- 35°21′46″N 139°23′48″E﻿ / ﻿35.36278°N 139.39667°E
- Periods: Nara - Heian period
- Location: Chigasaki, Kanagawa, Japan
- Region: Kantō region

History
- Built: late 7th to late 8th century AD

Site notes
- Elevation: 27 m (89 ft)
- Area: 4,810.50 m^{2} (51,779.8 sq ft)
- Public access: No

= Shimoterao Kanga site =

Archaeological site in Japan

The Shimoterao Kanga ruins (下寺尾官衙遺跡群, Shimoterao kanga iseki-gun) is an archaeological site with the ruins of a Nara to Heian period government administrative complex located in what is now the city of Chigasaki in Kanagawa Prefecture in the southern Kantō region of Japan. It was designated as a National Historic Site from 2015.

==Overview==
In the late Nara period, after the establishment of a centralized government under the Ritsuryō system and Taika Reforms, local rule over the provinces was standardized under a kokufu (provincial capital), and each province was divided into smaller administrative districts, known as (郡, gun, kōri), composed of 2–20 townships in 715 AD. Each of the districts had an administrative complex built on a semi-standardized layout based on contemporary Chinese design, and Sagami Province was divided into eight such districts. Whereas as the governor (kokushi) was an official dispatched from the central government on temporary assignment, the district rulers (gunji) were typically hereditary local chieftains or nobility.

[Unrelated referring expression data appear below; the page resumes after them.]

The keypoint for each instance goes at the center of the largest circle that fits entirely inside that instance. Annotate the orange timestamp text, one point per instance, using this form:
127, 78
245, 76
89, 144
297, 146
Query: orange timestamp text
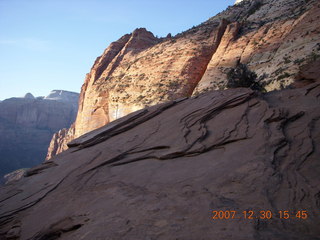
261, 214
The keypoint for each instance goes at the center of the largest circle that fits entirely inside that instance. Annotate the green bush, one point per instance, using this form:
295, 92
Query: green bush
241, 76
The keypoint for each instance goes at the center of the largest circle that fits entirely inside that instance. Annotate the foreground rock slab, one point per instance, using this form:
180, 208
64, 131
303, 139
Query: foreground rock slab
160, 172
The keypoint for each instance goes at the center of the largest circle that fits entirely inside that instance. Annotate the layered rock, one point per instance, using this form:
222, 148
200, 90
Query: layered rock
276, 39
27, 125
158, 173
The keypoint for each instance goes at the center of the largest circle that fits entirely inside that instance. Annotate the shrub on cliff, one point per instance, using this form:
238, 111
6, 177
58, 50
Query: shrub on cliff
241, 76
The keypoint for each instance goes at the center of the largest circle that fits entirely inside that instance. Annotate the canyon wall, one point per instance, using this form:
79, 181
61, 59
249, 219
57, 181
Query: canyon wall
279, 40
27, 125
161, 172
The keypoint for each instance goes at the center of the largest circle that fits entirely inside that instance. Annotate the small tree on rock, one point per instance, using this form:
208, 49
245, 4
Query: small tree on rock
241, 76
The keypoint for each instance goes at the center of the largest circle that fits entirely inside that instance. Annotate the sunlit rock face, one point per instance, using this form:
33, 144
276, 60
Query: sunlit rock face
277, 39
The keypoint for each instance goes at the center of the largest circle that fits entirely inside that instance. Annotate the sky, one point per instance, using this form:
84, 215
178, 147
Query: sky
52, 44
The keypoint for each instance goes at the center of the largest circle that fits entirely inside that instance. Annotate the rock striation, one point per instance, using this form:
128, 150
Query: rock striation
277, 39
158, 173
27, 125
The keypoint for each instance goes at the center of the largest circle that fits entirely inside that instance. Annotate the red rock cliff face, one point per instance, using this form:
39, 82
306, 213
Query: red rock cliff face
276, 39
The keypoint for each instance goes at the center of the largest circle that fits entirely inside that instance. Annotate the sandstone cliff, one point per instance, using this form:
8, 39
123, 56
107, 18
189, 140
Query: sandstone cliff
27, 125
277, 39
159, 173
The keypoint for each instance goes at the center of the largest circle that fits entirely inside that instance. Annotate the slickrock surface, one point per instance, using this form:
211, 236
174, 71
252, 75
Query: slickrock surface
159, 172
276, 38
27, 125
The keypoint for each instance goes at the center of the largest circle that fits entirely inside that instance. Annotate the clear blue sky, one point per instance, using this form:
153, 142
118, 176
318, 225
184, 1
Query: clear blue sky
52, 44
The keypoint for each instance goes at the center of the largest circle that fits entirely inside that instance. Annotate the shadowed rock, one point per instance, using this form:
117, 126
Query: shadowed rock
160, 172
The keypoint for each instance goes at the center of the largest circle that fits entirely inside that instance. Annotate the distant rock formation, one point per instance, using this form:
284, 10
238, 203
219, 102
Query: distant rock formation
27, 125
29, 96
159, 173
277, 39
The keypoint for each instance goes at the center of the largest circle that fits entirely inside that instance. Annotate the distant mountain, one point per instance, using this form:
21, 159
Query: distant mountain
27, 125
278, 40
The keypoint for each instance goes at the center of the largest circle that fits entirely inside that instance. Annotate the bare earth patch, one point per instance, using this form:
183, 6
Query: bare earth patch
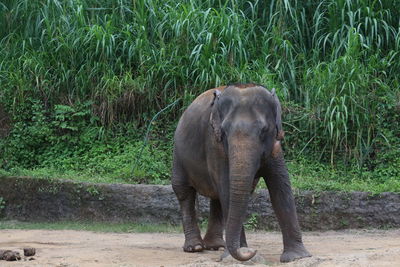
80, 248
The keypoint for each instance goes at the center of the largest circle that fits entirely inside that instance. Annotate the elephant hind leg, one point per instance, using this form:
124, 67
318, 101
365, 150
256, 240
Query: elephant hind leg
213, 240
186, 196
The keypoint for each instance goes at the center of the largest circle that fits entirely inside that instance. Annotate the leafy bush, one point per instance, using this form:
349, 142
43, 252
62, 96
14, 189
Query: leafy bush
79, 76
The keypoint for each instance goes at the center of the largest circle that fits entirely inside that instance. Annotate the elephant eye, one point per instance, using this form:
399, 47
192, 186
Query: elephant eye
264, 132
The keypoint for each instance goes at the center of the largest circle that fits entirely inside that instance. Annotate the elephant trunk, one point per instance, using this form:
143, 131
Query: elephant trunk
242, 168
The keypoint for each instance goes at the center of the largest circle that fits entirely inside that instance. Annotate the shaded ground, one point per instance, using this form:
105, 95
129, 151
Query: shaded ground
81, 248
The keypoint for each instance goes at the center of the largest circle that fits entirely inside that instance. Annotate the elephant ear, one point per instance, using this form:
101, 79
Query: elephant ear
278, 119
215, 119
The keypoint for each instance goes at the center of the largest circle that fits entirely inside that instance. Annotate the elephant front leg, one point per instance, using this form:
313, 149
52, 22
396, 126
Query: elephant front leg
213, 240
186, 196
277, 179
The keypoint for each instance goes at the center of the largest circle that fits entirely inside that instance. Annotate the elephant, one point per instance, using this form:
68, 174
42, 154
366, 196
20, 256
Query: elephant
225, 141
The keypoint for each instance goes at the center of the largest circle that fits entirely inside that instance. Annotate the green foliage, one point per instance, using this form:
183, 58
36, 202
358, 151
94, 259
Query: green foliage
93, 226
2, 204
81, 79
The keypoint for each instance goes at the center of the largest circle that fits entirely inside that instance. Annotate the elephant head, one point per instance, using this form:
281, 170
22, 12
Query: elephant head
247, 121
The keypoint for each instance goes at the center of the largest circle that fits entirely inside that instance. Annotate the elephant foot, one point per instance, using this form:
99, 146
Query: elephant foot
294, 254
193, 245
213, 243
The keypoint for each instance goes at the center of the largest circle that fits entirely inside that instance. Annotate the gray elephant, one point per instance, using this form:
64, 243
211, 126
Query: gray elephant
225, 141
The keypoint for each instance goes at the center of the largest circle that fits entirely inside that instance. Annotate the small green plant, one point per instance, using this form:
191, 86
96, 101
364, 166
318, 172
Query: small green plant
2, 204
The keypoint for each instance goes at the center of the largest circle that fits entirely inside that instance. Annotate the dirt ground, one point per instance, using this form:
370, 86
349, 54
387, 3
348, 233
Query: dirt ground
80, 248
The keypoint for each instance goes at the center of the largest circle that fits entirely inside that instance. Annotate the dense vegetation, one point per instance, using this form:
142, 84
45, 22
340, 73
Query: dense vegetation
81, 80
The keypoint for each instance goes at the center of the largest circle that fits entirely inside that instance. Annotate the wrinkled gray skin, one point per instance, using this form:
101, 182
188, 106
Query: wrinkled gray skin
225, 141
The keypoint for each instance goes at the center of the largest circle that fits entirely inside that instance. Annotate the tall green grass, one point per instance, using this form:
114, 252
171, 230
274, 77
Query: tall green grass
335, 63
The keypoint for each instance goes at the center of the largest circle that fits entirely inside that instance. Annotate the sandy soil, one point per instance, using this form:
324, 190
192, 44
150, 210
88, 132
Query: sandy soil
80, 248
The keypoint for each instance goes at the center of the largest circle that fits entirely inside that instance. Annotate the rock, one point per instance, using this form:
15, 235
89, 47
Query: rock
29, 252
9, 255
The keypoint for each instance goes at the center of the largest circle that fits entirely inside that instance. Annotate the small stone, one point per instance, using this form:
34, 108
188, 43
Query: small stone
29, 252
11, 255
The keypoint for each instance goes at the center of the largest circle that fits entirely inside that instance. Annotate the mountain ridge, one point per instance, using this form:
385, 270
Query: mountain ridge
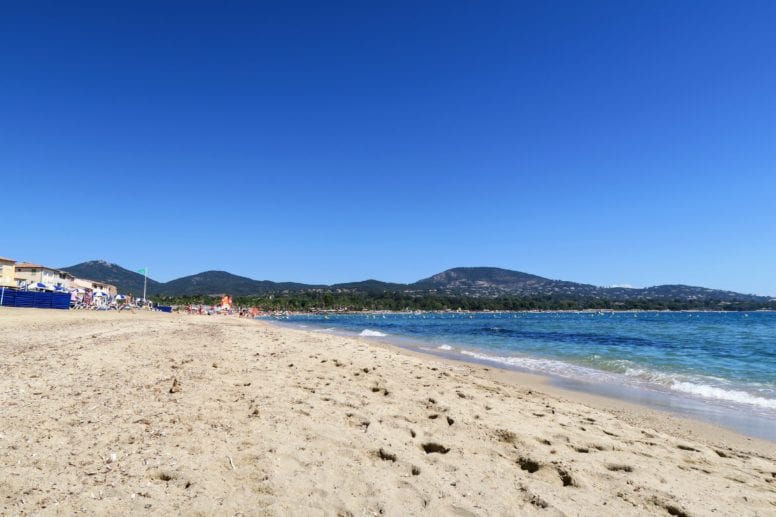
477, 282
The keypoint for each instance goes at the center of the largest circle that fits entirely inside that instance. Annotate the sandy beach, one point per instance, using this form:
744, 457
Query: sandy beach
116, 413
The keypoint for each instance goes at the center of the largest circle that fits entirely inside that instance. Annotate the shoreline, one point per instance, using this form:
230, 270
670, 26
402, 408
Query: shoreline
121, 413
661, 420
676, 405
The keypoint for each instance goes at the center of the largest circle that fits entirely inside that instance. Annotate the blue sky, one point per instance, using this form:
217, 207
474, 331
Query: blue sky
601, 142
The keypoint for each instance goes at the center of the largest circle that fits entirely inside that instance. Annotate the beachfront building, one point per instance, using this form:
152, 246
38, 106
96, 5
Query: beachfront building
7, 272
93, 285
29, 274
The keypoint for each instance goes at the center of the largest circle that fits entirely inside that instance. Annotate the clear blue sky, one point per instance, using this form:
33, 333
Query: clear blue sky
602, 142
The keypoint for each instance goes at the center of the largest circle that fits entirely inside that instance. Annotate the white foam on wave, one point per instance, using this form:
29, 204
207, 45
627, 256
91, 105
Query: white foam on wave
371, 333
673, 382
713, 392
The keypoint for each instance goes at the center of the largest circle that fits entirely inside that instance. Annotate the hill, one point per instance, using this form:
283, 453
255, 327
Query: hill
222, 282
126, 281
468, 282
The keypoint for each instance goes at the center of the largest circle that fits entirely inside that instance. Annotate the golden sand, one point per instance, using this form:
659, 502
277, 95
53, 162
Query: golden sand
116, 413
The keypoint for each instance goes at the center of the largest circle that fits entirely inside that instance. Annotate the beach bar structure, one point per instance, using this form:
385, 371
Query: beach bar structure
34, 273
93, 285
7, 272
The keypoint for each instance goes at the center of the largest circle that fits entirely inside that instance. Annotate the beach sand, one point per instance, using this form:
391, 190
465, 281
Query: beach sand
116, 413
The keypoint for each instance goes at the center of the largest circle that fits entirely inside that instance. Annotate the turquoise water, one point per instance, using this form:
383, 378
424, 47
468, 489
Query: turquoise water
721, 366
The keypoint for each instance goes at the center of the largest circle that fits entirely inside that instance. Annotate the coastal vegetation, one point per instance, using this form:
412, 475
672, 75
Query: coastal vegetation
396, 301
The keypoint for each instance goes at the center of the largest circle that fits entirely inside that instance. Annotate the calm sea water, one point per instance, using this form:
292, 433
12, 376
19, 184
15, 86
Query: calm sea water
717, 366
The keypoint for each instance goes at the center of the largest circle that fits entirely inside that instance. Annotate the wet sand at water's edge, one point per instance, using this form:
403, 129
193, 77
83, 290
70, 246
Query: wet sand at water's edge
153, 413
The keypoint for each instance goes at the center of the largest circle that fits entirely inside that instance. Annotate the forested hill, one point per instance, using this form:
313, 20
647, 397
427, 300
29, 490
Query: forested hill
464, 282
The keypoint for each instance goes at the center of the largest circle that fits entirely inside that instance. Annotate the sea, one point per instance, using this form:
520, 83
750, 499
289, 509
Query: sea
719, 367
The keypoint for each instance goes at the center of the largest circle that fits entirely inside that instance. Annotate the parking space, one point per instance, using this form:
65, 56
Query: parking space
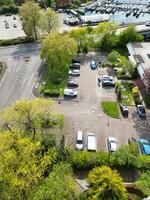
86, 114
10, 27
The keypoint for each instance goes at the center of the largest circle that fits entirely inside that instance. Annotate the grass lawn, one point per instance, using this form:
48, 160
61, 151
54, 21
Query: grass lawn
110, 108
126, 92
50, 87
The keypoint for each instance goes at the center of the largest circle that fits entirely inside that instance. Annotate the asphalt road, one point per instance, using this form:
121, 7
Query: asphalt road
22, 69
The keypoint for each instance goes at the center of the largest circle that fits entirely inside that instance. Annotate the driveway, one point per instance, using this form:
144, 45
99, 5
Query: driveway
87, 115
22, 70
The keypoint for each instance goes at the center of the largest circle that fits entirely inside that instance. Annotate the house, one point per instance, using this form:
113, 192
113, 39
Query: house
139, 55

The Shimoterao ruins are located in northern Chigasaki, in an area which corresponds to ancient Kōza District and were discovered in 2015 during construction work on the nearby JR East Sagami Line railway tracks. Most of the ruins are underneath the Chigasaki Hokuryo High School and surrounding residential districts.

The complex is a roughly rectangular enclosure, containing the foundations of a large central building which served as the county seat, flanked by buildings to the right and left forming a U-shaped courtyard. The foundations of four raised floor buildings, presumably part of the granary complex for storing taxation rice were found to the north, and the ruins a large Buddhist temple were located to the south. On the west was the ruins of a river port, as the site is located at an elevation of 13 meters overlooking the Koide River. The buildings were completed from the end of the 7th century to the first half of the 8th century and appear to have been abandoned around the first half of the 9th century.

Chigasaki city has plans to relocate the school and to transform the area into an archaeological park. Adjacent to the site is the Shimoterao Nishikata Site, a Yayoi period settlement and shell midden, which received separate National Historic Site designation in 2019.